WORKPOINTS

 

      Landscape-tones: steep skylines, low cloud, pearl ground with shadows in oyster and violet.  Accidie.  On the lake gunmetal and lemon.  Summer: sand lilac sky.  Autumn: swollen bruise greys.  Winter: freezing white sand, clear skies, magnificent starscapes.

 

*    *    *

 

CHARACTER-SQUEEZES

 

                                                     Sveva Magnani: pertness, malcontent.

                                                     Gaston Pombal: honey-bear, fleshly opiates.

                                                     Teresa di Petromonti: farded Berenice.

                                                     Ptolomeo Dandolo: astronomer, astrologer, Zen.

                                                     Fuad El Said: black moon-pearl.

                                                     Josh Scobie: piracy.

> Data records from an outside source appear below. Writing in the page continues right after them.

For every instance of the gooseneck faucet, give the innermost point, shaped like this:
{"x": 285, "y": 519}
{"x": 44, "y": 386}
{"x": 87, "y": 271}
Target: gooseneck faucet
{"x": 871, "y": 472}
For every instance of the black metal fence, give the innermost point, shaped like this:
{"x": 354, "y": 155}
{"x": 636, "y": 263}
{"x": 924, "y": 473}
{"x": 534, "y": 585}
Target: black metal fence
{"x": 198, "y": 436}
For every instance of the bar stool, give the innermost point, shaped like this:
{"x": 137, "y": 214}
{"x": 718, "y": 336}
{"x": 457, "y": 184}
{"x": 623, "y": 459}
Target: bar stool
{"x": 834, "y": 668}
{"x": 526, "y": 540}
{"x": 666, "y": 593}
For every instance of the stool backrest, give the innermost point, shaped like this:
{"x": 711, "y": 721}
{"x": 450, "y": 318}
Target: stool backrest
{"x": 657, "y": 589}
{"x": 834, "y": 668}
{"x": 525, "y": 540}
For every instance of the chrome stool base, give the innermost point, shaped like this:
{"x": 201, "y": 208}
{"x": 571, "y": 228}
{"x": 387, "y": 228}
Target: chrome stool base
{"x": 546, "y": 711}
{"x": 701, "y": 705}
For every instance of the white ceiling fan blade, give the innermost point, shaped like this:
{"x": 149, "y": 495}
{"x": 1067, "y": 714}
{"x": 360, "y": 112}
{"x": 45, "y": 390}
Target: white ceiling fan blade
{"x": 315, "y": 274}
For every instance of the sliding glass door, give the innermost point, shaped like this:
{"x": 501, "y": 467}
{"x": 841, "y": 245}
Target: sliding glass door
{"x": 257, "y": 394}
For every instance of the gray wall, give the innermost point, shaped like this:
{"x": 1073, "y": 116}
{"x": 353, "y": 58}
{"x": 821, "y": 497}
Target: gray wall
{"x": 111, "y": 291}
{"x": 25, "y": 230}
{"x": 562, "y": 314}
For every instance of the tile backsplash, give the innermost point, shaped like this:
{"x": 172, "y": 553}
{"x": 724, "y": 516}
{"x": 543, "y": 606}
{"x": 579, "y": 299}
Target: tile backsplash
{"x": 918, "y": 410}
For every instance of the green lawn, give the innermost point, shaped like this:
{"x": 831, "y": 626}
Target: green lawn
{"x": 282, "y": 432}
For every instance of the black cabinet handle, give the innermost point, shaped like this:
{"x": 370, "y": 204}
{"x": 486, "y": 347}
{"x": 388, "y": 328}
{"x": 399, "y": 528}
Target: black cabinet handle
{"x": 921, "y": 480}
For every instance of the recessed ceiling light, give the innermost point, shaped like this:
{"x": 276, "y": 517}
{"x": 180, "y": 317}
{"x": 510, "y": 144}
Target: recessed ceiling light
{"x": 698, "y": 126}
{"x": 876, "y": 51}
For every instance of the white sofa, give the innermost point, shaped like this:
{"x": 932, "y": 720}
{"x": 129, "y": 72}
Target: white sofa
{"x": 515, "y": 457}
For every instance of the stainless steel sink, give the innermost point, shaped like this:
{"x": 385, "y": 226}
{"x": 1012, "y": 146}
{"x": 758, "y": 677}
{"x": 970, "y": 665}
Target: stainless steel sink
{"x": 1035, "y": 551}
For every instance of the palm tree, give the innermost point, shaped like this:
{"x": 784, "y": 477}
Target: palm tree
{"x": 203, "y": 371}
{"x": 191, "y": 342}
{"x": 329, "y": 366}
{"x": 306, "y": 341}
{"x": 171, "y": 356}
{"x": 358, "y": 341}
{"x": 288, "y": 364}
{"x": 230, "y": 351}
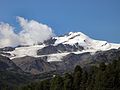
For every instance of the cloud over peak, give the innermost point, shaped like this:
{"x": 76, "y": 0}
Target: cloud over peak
{"x": 32, "y": 33}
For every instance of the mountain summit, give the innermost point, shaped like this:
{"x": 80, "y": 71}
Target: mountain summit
{"x": 62, "y": 53}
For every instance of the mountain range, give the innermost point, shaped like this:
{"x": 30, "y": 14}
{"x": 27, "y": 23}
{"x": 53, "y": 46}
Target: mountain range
{"x": 60, "y": 53}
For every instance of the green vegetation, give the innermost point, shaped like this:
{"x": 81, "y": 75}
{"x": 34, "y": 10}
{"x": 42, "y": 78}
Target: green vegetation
{"x": 104, "y": 77}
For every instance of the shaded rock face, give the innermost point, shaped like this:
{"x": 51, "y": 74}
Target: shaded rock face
{"x": 47, "y": 50}
{"x": 7, "y": 64}
{"x": 59, "y": 48}
{"x": 106, "y": 56}
{"x": 34, "y": 65}
{"x": 39, "y": 64}
{"x": 7, "y": 49}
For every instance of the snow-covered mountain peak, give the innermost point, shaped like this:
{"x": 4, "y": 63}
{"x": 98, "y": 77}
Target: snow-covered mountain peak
{"x": 70, "y": 43}
{"x": 83, "y": 40}
{"x": 73, "y": 38}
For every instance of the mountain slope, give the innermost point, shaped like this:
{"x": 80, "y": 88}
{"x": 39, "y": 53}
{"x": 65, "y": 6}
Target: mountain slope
{"x": 62, "y": 53}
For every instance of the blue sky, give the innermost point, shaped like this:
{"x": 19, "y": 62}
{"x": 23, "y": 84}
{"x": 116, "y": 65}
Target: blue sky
{"x": 99, "y": 19}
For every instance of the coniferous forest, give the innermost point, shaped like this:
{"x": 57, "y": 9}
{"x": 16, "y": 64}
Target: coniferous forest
{"x": 102, "y": 77}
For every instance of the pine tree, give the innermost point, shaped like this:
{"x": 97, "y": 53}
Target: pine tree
{"x": 57, "y": 83}
{"x": 68, "y": 82}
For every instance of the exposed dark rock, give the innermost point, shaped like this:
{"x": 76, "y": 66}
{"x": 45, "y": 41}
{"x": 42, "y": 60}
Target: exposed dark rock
{"x": 7, "y": 49}
{"x": 59, "y": 48}
{"x": 7, "y": 64}
{"x": 47, "y": 50}
{"x": 34, "y": 65}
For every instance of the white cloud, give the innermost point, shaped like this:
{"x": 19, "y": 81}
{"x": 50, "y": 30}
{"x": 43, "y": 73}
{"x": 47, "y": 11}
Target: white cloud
{"x": 7, "y": 36}
{"x": 32, "y": 33}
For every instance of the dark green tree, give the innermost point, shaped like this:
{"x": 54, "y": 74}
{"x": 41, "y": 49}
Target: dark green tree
{"x": 57, "y": 83}
{"x": 68, "y": 82}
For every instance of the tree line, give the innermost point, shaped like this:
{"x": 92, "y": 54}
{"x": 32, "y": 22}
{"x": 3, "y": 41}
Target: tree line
{"x": 101, "y": 77}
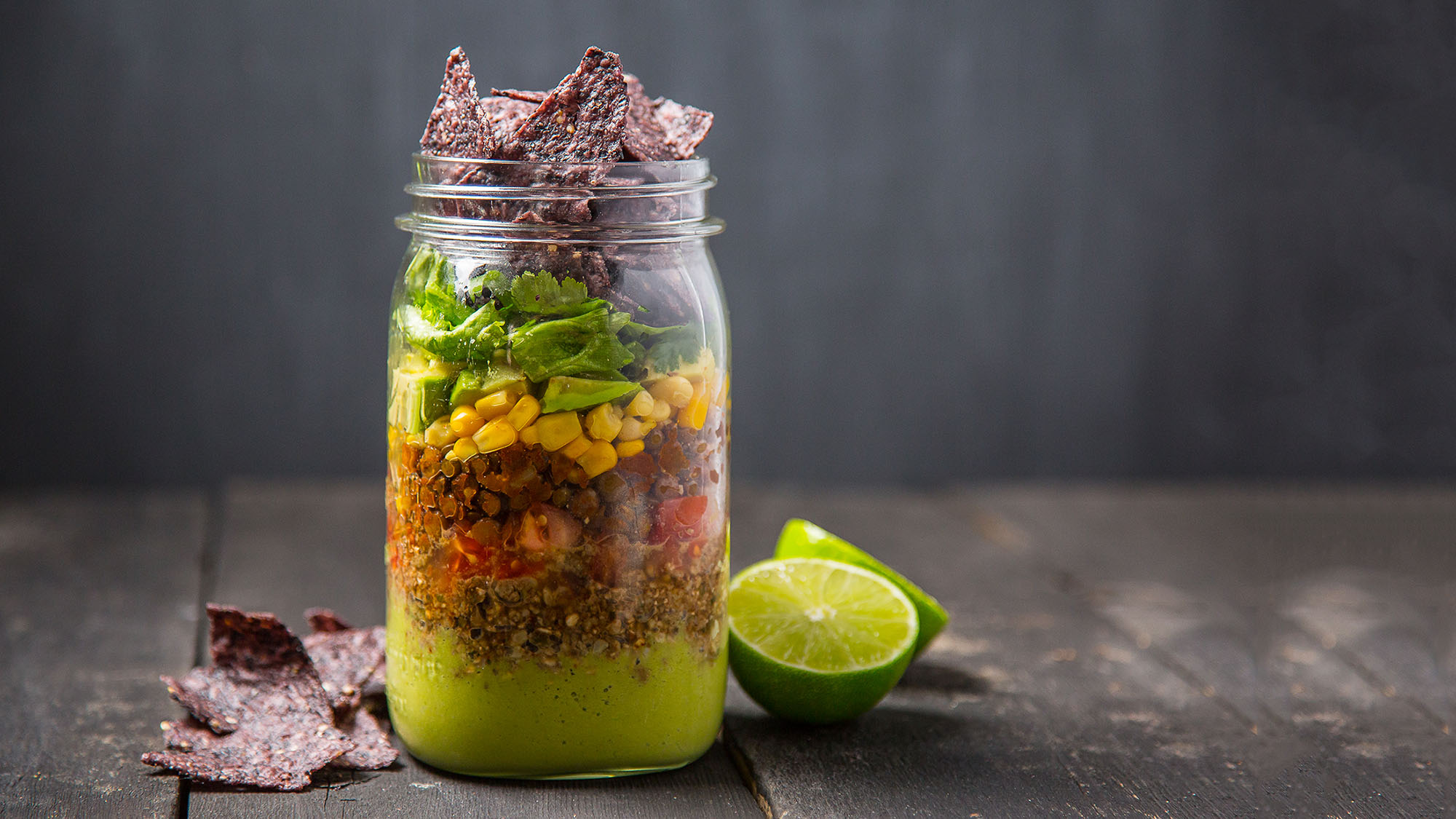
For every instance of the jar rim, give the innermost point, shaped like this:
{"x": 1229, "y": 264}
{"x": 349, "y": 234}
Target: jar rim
{"x": 513, "y": 186}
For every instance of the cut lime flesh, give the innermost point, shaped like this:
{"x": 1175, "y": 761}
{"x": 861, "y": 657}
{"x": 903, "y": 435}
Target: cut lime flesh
{"x": 803, "y": 538}
{"x": 818, "y": 640}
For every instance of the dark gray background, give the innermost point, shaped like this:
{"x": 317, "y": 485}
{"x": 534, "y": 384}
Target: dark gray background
{"x": 966, "y": 241}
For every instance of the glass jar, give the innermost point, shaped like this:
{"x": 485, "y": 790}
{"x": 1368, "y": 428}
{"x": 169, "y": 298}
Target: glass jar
{"x": 558, "y": 470}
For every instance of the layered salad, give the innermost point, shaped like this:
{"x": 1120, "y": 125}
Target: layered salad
{"x": 557, "y": 531}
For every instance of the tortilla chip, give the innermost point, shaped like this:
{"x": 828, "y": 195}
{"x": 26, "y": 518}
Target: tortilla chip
{"x": 580, "y": 122}
{"x": 372, "y": 749}
{"x": 269, "y": 753}
{"x": 458, "y": 126}
{"x": 346, "y": 660}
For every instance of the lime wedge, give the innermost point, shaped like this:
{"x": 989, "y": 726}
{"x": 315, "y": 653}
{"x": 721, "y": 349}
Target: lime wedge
{"x": 818, "y": 640}
{"x": 802, "y": 538}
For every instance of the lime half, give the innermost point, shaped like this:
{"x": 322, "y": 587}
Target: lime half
{"x": 802, "y": 538}
{"x": 818, "y": 640}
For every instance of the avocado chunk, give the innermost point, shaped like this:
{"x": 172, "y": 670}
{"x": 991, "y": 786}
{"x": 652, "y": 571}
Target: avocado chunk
{"x": 571, "y": 392}
{"x": 420, "y": 397}
{"x": 474, "y": 385}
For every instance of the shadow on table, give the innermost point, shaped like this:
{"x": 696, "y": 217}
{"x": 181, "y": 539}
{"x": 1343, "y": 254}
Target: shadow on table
{"x": 898, "y": 758}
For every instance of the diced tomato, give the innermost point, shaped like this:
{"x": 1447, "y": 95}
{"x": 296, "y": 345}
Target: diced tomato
{"x": 681, "y": 519}
{"x": 609, "y": 558}
{"x": 470, "y": 557}
{"x": 682, "y": 526}
{"x": 545, "y": 528}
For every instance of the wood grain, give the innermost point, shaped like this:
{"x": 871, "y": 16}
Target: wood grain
{"x": 98, "y": 596}
{"x": 1314, "y": 615}
{"x": 1027, "y": 705}
{"x": 288, "y": 547}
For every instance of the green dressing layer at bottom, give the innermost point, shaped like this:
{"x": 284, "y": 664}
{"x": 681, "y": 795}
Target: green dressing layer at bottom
{"x": 592, "y": 717}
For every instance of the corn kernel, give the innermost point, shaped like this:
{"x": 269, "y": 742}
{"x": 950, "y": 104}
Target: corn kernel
{"x": 497, "y": 404}
{"x": 634, "y": 429}
{"x": 525, "y": 413}
{"x": 695, "y": 414}
{"x": 558, "y": 429}
{"x": 465, "y": 448}
{"x": 465, "y": 422}
{"x": 439, "y": 433}
{"x": 576, "y": 448}
{"x": 496, "y": 435}
{"x": 598, "y": 459}
{"x": 675, "y": 389}
{"x": 605, "y": 422}
{"x": 641, "y": 404}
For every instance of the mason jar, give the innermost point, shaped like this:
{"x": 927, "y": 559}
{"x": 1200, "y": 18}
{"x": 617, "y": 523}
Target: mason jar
{"x": 558, "y": 470}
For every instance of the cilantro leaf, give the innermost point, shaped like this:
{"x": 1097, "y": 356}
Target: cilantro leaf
{"x": 430, "y": 280}
{"x": 569, "y": 346}
{"x": 541, "y": 293}
{"x": 491, "y": 285}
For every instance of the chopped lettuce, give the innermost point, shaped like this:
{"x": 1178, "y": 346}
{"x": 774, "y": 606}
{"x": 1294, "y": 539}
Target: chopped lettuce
{"x": 570, "y": 346}
{"x": 673, "y": 347}
{"x": 472, "y": 341}
{"x": 474, "y": 385}
{"x": 551, "y": 328}
{"x": 570, "y": 392}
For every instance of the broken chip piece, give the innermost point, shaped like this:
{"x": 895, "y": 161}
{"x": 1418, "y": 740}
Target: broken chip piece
{"x": 261, "y": 713}
{"x": 456, "y": 126}
{"x": 372, "y": 749}
{"x": 346, "y": 657}
{"x": 580, "y": 122}
{"x": 270, "y": 752}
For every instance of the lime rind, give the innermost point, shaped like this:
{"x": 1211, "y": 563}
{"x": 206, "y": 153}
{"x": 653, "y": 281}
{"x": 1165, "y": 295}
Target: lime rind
{"x": 804, "y": 538}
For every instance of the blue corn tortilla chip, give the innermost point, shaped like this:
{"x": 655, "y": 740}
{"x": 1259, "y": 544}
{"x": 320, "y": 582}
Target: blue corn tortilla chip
{"x": 458, "y": 124}
{"x": 372, "y": 749}
{"x": 274, "y": 753}
{"x": 579, "y": 123}
{"x": 346, "y": 657}
{"x": 260, "y": 714}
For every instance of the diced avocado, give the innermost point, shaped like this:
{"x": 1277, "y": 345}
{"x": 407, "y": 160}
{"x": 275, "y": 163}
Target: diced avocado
{"x": 570, "y": 392}
{"x": 420, "y": 397}
{"x": 474, "y": 385}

                                                     Justine Hosnani: arrow in darkness.

                                                     Clea Montis: still waters in pain.

                                                     Gaston Phipps: nose like a sock, black hat.

                                                     Ahmed Zananiri: pole-star criminal.

                                                     Nessim Hosnani: smooth gloves, face frosted glass.

                                                     Melissa Artemis: patron of sorrow.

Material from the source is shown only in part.